自分はあまり人と話すのが得意なタイプではないから、単独行動が基本だ。講義が終われば図書館に赴き、適当に理学書やある作家の作品集などを開いて眺めている。家に帰ってももそもそ一人で飯を食らっている。つまり、他人との交流が著しく少ないのだ。ただ寂しさと暗さで淀んだ世界に僕はいる。

 人との交わりは換気のようなものである。たわいのない会話においても、相手は少なくとも自分とは違う考えなり論理なりがあるもので、それを垣間見ることはできる。人との交流が少ないと、思考に風が送られない。自分本位の世界が雑然と、じめじめ繁殖して、腐ってしまう。おそらく今の生活を続けていれば、間違いなく僕の精神は荒廃して行くだろう。

 いわゆるコミュ障は、自分の精神の腐敗する確率が一般の人より高いとみていい。僕も含めそういった人たちには積極性が必要だ。コミュニケーション能力が高いか低いかというより、相手のことを少しでも考えたり、知ったりしようとする姿勢が重要なのかもしれない。僕らは人間である。言葉を使って交流できる生き物である。交流が出来なければこの先の人生、見通しが厳しくなる。僕はこのドロドロした閉鎖的な流れを止めたい。

 しかし、こういったことをツイッターやブログで書き込んでいる時点で、あまり今述べたことは実現できていないだろう。典型的な逃避行動。自分が本当に嫌になる。

 このままだと4年間で精神が沼の底の方まで沈みそうだ。もがいてどこまで重力に抵抗できるだろう。不安と戦う毎日である。

自炊

 一人暮らしを始めてから、食費にじわじわと悩まされている。結構なお金の量を払わないと、食べ物を手に入れることはできない。生きるのにもお金がいる。当たり前だが辛い話だ。

 そんな食べ物を、僕はコンビニで購入したり、スーパーで買ったりする。両者は手間に決定的な差がある。コンビニの手軽さは圧倒的で、毎日パンなり飲料なりを購入すれば大変楽である。スーパーはどうだろう、お惣菜とかを買う以外なら、その目的は料理の入手というより原料の調達だ。野菜や肉を買って自分で手を加えなければならない。究極に面倒だ。
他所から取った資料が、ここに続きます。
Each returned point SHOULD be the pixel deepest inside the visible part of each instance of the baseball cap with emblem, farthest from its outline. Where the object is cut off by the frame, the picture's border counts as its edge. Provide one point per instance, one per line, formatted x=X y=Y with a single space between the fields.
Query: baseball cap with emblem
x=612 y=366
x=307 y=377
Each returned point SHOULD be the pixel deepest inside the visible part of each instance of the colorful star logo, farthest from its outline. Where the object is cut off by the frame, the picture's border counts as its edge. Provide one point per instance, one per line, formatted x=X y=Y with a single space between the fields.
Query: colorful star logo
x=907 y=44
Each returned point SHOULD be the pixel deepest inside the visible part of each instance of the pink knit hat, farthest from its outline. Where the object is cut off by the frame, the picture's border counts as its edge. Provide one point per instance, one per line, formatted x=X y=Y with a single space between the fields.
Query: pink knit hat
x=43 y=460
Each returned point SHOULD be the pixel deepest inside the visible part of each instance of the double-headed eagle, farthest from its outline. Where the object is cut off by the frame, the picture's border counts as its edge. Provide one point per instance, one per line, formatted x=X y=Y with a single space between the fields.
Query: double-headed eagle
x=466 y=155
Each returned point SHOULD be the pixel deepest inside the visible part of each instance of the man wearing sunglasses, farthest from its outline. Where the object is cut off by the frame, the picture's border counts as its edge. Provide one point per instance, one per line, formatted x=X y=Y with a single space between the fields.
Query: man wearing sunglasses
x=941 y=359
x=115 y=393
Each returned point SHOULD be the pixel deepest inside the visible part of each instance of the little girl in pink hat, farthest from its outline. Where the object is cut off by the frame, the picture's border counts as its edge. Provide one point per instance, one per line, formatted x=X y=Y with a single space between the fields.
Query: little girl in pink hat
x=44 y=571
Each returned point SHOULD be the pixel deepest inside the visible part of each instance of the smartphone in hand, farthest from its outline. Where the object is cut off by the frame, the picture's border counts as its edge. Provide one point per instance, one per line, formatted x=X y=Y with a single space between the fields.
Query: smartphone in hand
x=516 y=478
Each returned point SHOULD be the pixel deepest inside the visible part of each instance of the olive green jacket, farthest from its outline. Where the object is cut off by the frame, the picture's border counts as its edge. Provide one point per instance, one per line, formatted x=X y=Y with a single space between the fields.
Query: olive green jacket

 僕は文化的な生活を送るのが苦手だから、結構な頻度でコンビニ飯に頼ってしまう。今日も朝ご飯はファミマでパンを買ってすませた。そしておいしいと感じている自分が厭わしい。

 パンやおにぎりをかじるたびに何か無性に悲しくなる。なぜならこの商品に愛情は籠っていないからだ。工場の人がテキトーに作っているのだとかそういう失礼を言いたいのではないけれど、彼は少なくとも誰が食べるのかはわかっていないわけだ。顔も知らないような誰かに対する愛情、そんなものは成立しない。今僕が食べているパンも、僕が手に取る必要はなかった。僕のために用意されていた訳ではなかった。なんのために作られた商品だろうか?

 利益、それに尽きるのではないか。

 調理された食べ物が自分の目の前にあらわれるまでのプロセスも食事の一部だろう。今まで「僕のために」料理を作ってくれた両親、祖母の偉大さを身にしみて感じる。彼らの料理には血が通っていた。18になるまでそれに気づかなかった自分の愚かさを呪っている。

 だから僕は人間の温かみを創るために、これから少しずつでも、自炊に頼って生活していきたい。材料の入手も調理も面倒だが、こういう遠回りなプロセスを踏むことでしか確認できない大切なこともある。家族が一から作ってくれた料理の温かみや潤いを再現したいのだ。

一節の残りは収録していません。